29/07/2014

22 juillet 1944: Fixes ou flottants, les changes dérangent

L’anniversaire de la signature des accords de Bretton Woods, le 22 juillet 1944, est l’occasion de revenir sur la question, qui ne cesse de faire débat, de la nature idéale du système de changes. Vaut-il mieux des changes fixes, tels que le monde les a connus entre 1945 et 1973, ou des changes flottants comme les préconisait Milton Friedman et sous l’empire desquels nous vivons – plus ou moins – depuis lors ? Plus ou moins, car les monnaies n’ont pratiquement jamais flotté librement, sinon le franc suisse, et encore, puisque la BNS l’a solidement arrimé à l’euro.


La faille majeure du régime de l’étalon de change-or était la latitude totale laissée au pays centre, les Etats-Unis, d’aligner les déficits extérieurs sans que ses réserves officielles n’en souffrent, puisque les pays excédentaires, au lieu de demander le remboursement des dollars qu’ils accumulaient en contrepartie, les stockaient au motif que le dollar était «aussi bon que l’or». Le système a fini par exploser sous l’effet du gonflement sans limite de la liquidité internationale qui en a résulté, et les monétaristes ont eu beau jeu de dénoncer un régime de changes fixes découplé de toute discipline. Savoir : obligation pour les pays déficitaires d’accepter la contraction du bilan de leur banque centrale et donc de leur masse monétaire intérieure, symétrique de la dilatation de celle-ci dans les pays excédentaires. C’est ainsi que, sous l’étalon-or, les balances se rééquilibraient, par l’effet de la déflation infligée aux premiers, respectivement de l’inflation encourue par les seconds. Avec l’étalon de change-or, il n’y avait plus de symétrie, mais uniquement de l’inflation partout, et aucun rééquilibrage des balances des paiements.

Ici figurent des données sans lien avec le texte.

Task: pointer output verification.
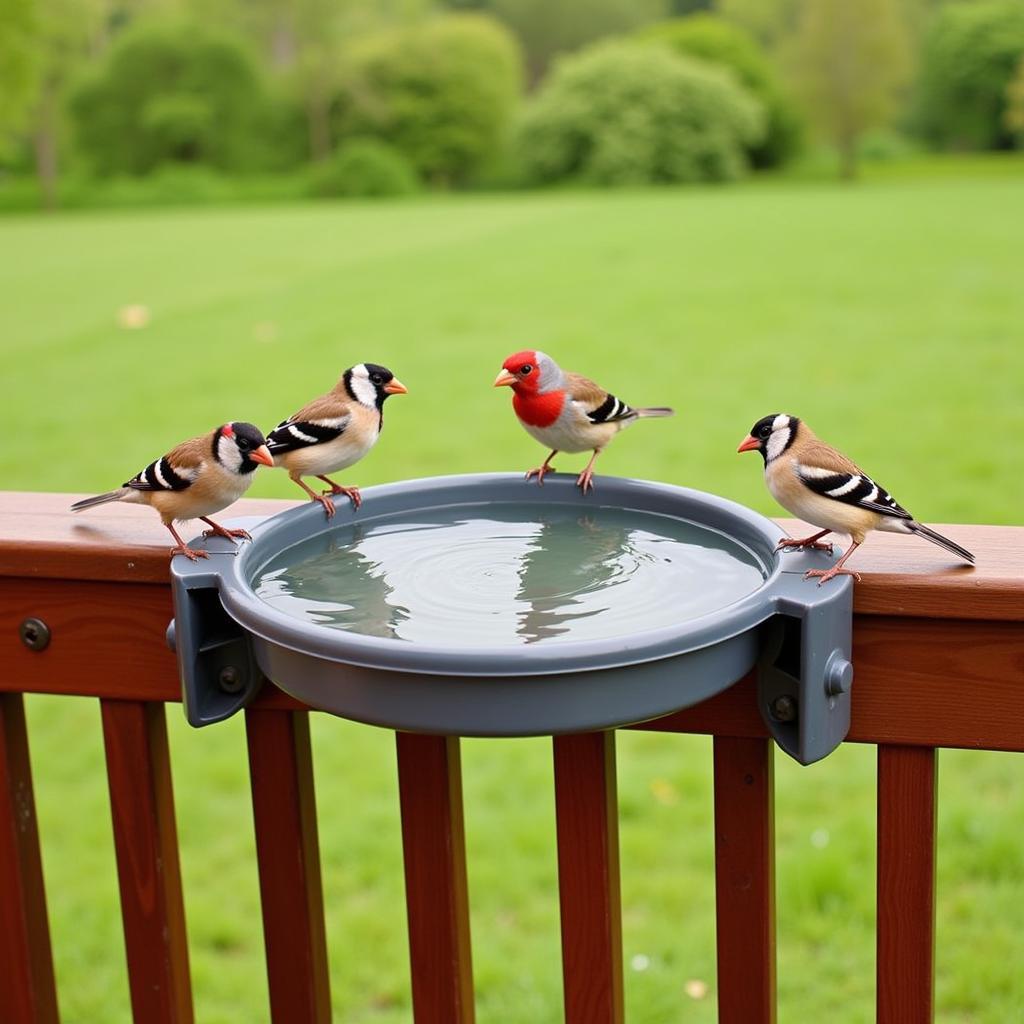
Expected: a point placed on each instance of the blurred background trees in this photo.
(262, 97)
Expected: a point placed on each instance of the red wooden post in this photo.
(588, 878)
(28, 994)
(905, 958)
(288, 851)
(138, 772)
(436, 893)
(744, 880)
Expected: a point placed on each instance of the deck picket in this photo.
(587, 818)
(905, 953)
(744, 880)
(138, 774)
(28, 992)
(288, 857)
(436, 895)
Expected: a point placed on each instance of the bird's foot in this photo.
(540, 473)
(807, 544)
(325, 500)
(352, 494)
(229, 534)
(823, 576)
(193, 554)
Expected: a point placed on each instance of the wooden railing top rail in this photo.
(40, 538)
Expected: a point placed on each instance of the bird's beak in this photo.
(262, 454)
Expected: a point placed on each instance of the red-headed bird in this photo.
(565, 412)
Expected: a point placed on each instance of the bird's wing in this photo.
(598, 404)
(325, 419)
(830, 474)
(176, 470)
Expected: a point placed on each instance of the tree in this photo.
(619, 114)
(550, 27)
(17, 64)
(171, 92)
(713, 39)
(443, 92)
(850, 61)
(969, 58)
(1015, 103)
(41, 52)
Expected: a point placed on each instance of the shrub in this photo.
(365, 168)
(443, 92)
(970, 56)
(622, 114)
(171, 93)
(720, 42)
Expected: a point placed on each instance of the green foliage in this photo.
(443, 92)
(620, 114)
(17, 64)
(171, 93)
(970, 56)
(548, 28)
(365, 167)
(716, 40)
(1015, 103)
(850, 62)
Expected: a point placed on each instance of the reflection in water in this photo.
(336, 585)
(554, 591)
(509, 574)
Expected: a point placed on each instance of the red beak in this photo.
(262, 454)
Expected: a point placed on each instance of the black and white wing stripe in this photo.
(293, 434)
(161, 475)
(853, 488)
(609, 410)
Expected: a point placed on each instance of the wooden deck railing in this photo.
(939, 656)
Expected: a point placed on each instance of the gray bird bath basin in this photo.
(487, 606)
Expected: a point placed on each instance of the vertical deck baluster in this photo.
(28, 993)
(905, 957)
(436, 894)
(744, 880)
(138, 773)
(588, 878)
(288, 853)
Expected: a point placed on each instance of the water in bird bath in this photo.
(506, 574)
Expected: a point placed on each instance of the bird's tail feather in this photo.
(943, 542)
(91, 503)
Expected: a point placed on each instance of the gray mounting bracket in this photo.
(218, 673)
(805, 672)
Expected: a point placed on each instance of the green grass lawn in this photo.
(888, 315)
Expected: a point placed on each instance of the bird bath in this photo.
(487, 606)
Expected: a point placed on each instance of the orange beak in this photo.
(262, 454)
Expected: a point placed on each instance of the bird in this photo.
(199, 477)
(822, 486)
(565, 412)
(335, 431)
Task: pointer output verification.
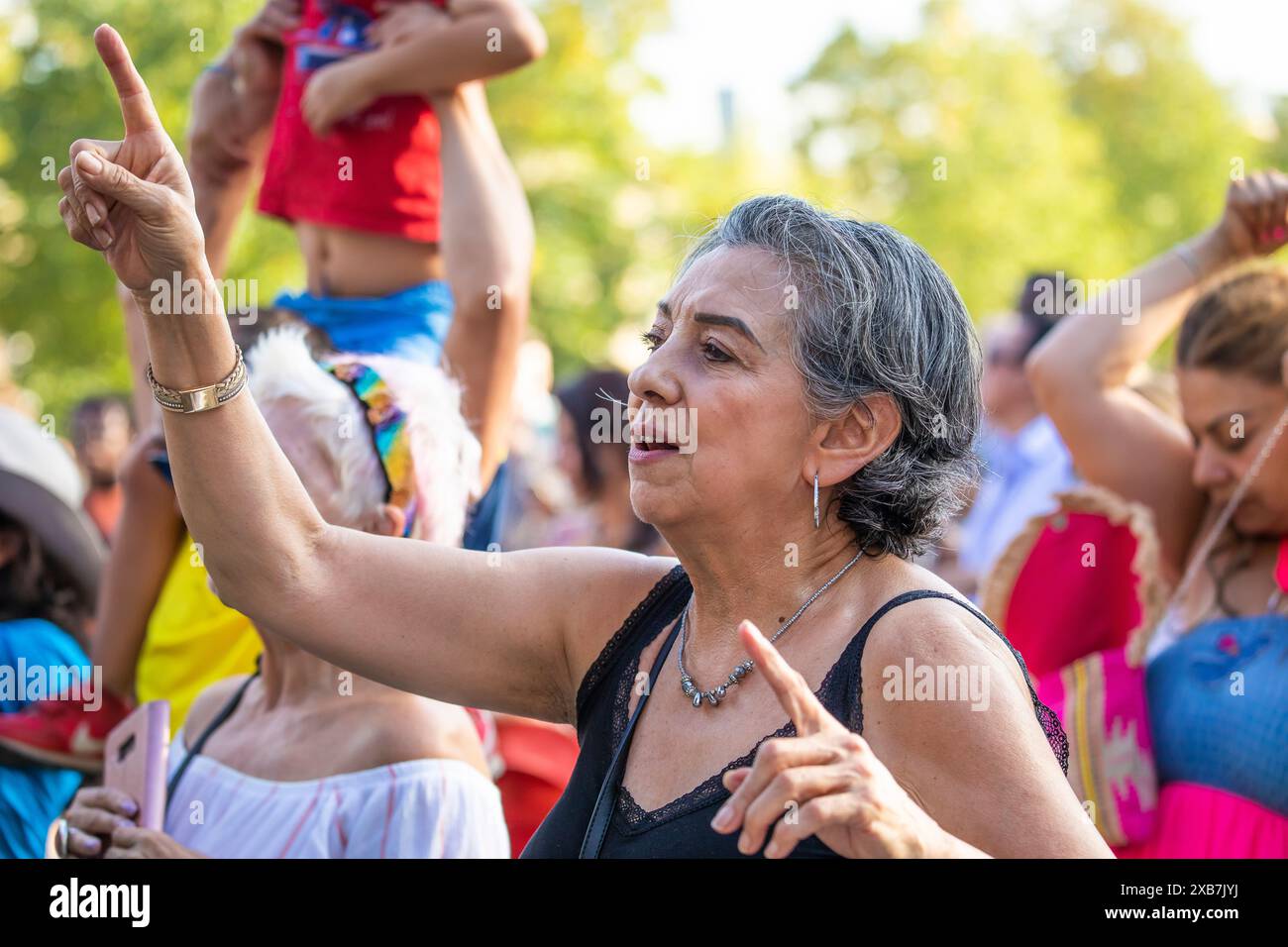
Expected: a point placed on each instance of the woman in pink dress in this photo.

Les changes flottants, eux, étaient censés rendre les réserves officielles inutiles, le rééquilibrage des comptes extérieurs s’opérant directement via l’ajustement des taux de change. Mais pour que les monnaies fluctuent librement, il aurait fallu que les pays excédentaires acceptent de voir les leurs s’apprécier sans limite (les pays déficitaires n’ayant de leur côté pas beaucoup de raisons de s’opposer à la dépréciation de leur taux de change). Or non seulement il n’est politiquement agréable à aucun pays d’assister à la revalorisation constante de sa propre monnaie, mais encore il a été démontré que, passé un certain point, les variations des taux de change tendaient à s’emballer et conduisaient à des phénomènes d’«overshooting» (Dornbusch).

Bref, l’expérience de changes fluctuant plus ou moins librement n’a guère convaincu son monde, les uns accusant les autres (la Chine) de laisser filer leur monnaie à seule fin d’aider leur industrie d’exportation, et des pays structurellement excédentaires (la Suisse par exemple) finissant par s’opposer à l’appréciation constante de leur monnaie.

Ainsi donc, fixes ou flottants, les changes dérangent, et l’on se met à rêver, sinon d’un retour à l’étalon-or, du moins à un système qui évite les crises monétaires à répétition. Système, cela va sans dire, qui n’existe pas. Autrement, cela se saurait.